Les troupes ainsi rangées, il fut défendu à tous, par la voix du héraut, de quitter les rangs, sous peine, pour quiconque s'échapperait du camp furtivement et sans permission, d'être flétri à jamais comme homicide et condamné en outre à subir le dernier supplice, quelles que fussent sa condition et sa dignité. Les chevaux même furent éloignés de la vue des combattants, afin que chacun, perdant tout espoir de se soustraire au danger par la fuite, montrât plus de cœur. Le roi resta seul à cheval; à ses côtés se tenaient messire Raoul de Raineval, Le Bègue de Vilaines, messire de Pommiers, le vicomte d'Arcy, Guy dit le Baveux et Enguerrand de Heudin, chevaliers renommés pour leur valeur.

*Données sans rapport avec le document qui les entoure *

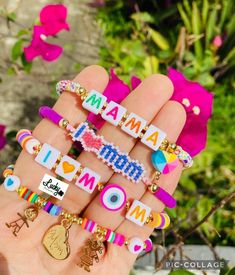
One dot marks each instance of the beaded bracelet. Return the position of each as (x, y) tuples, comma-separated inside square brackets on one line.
[(131, 123), (86, 179), (111, 155), (91, 142), (135, 245), (112, 198), (63, 165)]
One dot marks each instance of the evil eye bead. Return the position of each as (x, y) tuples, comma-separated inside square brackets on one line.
[(135, 245), (113, 197), (164, 162), (11, 183)]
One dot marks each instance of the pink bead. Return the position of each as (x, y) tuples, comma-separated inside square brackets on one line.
[(149, 245)]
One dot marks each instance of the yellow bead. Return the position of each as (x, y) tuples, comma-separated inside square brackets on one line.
[(153, 188)]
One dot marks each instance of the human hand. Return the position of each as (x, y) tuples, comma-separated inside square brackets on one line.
[(25, 254)]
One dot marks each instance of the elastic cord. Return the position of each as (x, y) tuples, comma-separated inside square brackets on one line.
[(46, 112)]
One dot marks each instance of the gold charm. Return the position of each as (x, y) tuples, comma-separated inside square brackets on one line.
[(55, 240), (30, 214), (89, 253)]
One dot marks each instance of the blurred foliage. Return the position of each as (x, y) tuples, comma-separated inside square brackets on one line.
[(197, 38)]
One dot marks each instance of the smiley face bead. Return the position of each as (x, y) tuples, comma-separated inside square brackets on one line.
[(11, 183)]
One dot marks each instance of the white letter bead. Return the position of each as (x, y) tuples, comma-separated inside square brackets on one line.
[(133, 125), (53, 187), (153, 137), (31, 144), (47, 156), (138, 212), (113, 113), (94, 102), (67, 168), (88, 180)]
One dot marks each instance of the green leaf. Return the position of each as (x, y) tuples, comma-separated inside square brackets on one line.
[(27, 65), (196, 27), (11, 16), (227, 8), (187, 7), (159, 39), (181, 272), (143, 17), (16, 50), (184, 17), (22, 32)]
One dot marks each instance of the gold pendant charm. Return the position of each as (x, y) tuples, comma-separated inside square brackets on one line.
[(89, 253), (55, 240), (30, 214)]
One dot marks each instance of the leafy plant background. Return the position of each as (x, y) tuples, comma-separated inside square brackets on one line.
[(140, 38)]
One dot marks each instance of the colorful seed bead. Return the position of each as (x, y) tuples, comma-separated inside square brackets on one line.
[(28, 194), (110, 236), (167, 220), (8, 171), (119, 239), (184, 157), (84, 222), (89, 225)]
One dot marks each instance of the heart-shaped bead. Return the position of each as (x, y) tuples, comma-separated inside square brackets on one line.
[(67, 167), (164, 162), (11, 183)]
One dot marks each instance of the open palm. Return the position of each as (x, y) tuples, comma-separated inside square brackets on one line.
[(25, 253)]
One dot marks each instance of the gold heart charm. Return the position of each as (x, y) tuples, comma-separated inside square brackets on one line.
[(56, 243), (67, 167)]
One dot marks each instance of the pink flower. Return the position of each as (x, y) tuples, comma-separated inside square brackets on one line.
[(217, 41), (53, 19), (2, 136), (39, 47), (197, 102), (97, 3), (116, 90)]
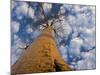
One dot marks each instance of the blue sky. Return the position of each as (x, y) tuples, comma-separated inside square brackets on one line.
[(75, 33)]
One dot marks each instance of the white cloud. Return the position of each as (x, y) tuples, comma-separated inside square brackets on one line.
[(31, 13), (29, 29), (88, 61), (22, 8), (15, 26), (47, 7), (75, 45), (63, 51), (62, 28), (16, 48)]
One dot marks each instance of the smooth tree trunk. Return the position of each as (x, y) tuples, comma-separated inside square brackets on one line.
[(41, 56)]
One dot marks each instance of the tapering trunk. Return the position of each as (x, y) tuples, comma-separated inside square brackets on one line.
[(41, 56)]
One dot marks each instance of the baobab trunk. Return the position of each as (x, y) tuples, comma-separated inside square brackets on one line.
[(41, 56)]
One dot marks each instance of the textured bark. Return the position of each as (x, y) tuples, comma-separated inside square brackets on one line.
[(41, 56)]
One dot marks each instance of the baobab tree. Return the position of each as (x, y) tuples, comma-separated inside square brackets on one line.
[(42, 55)]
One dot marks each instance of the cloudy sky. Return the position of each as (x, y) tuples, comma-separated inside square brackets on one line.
[(75, 33)]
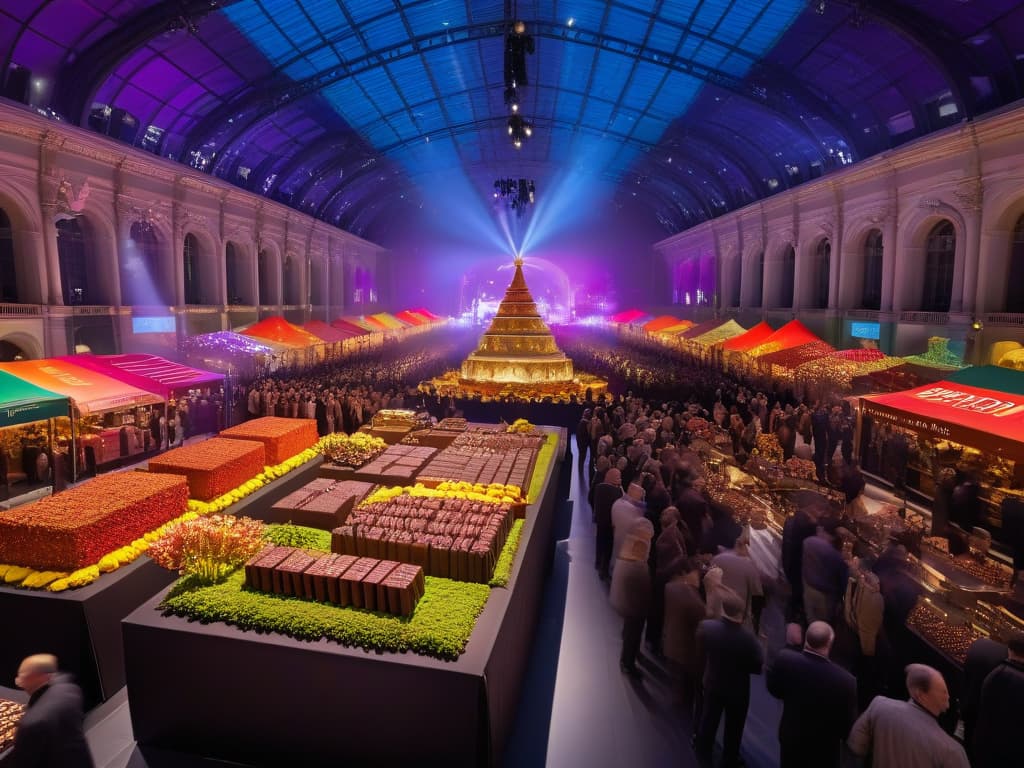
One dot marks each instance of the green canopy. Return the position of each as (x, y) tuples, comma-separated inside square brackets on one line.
[(989, 377), (22, 402)]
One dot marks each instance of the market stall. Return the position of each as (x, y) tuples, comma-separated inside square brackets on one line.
[(107, 412), (27, 414)]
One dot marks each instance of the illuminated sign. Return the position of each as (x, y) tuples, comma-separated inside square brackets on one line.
[(865, 330), (153, 325)]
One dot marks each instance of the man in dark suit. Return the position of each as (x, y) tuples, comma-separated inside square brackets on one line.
[(983, 656), (996, 738), (819, 701), (728, 653), (50, 732)]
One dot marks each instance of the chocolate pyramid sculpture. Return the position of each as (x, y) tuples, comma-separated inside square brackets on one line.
[(518, 348)]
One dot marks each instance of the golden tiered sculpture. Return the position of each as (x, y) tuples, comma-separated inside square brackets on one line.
[(518, 348), (518, 356)]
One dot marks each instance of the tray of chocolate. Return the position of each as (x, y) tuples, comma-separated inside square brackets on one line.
[(369, 583), (965, 571), (398, 465), (321, 504), (453, 424), (450, 538), (10, 714), (496, 438), (943, 631), (513, 467)]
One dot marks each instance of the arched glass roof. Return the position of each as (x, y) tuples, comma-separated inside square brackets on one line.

Le messager de Philippe, accourant en toute hâte, lui rapporte tout cela en détail, et l'engagea même secrètement à fuir. Philippe commençait à s'étonner: sa présomption l'abandonnait; il demeura quelque temps immobile, et son cœur se serra d'effroi. Saisi d'un repentir tardif, il dit à voix basse au messager: «Tu m'apportes une triste nouvelle, lorsque tu m'assures qu'il y a tant de Français avec le roi; j'étais loin de m'y attendre.» Ainsi déchu de son coupable espoir et ne sachant quel parti prendre, il eut recours à l'artifice; prenant un prétexte pour s'éloigner, il s'adressa à toute son armée: «C'est une rude guerre, dit-il, que celle que nous avons désirée jusqu'ici et que nous entreprenons. Il nous faut la conduire avec plus de prudence que jamais. En conséquence, j'estime que pour la terminer heureusement il est à propos que j'aille en personne hâter le secours de dix mille de nos compagnons qui nous doivent venir.» Il serait parti sans doute à l'instant même si quelques-uns de ceux qui étaient là ne s'y fussent opposés. «Quelle nécessité t'oblige, dirent-ils, à laisser ton camp sans chef? Peut-être n'est-ce qu'une ruse. C'est pour obéir à tes ordres et dans l'espoir de vaincre que nous nous sommes engagés dans cette entreprise. Il faut donc que tu restes pour tenter avec nous les chances du combat.» Vaincu par ces paroles, il dut se soumettre à la volonté de tous et se ranger à leur avis; il se résolut ainsi malgré lui à combattre.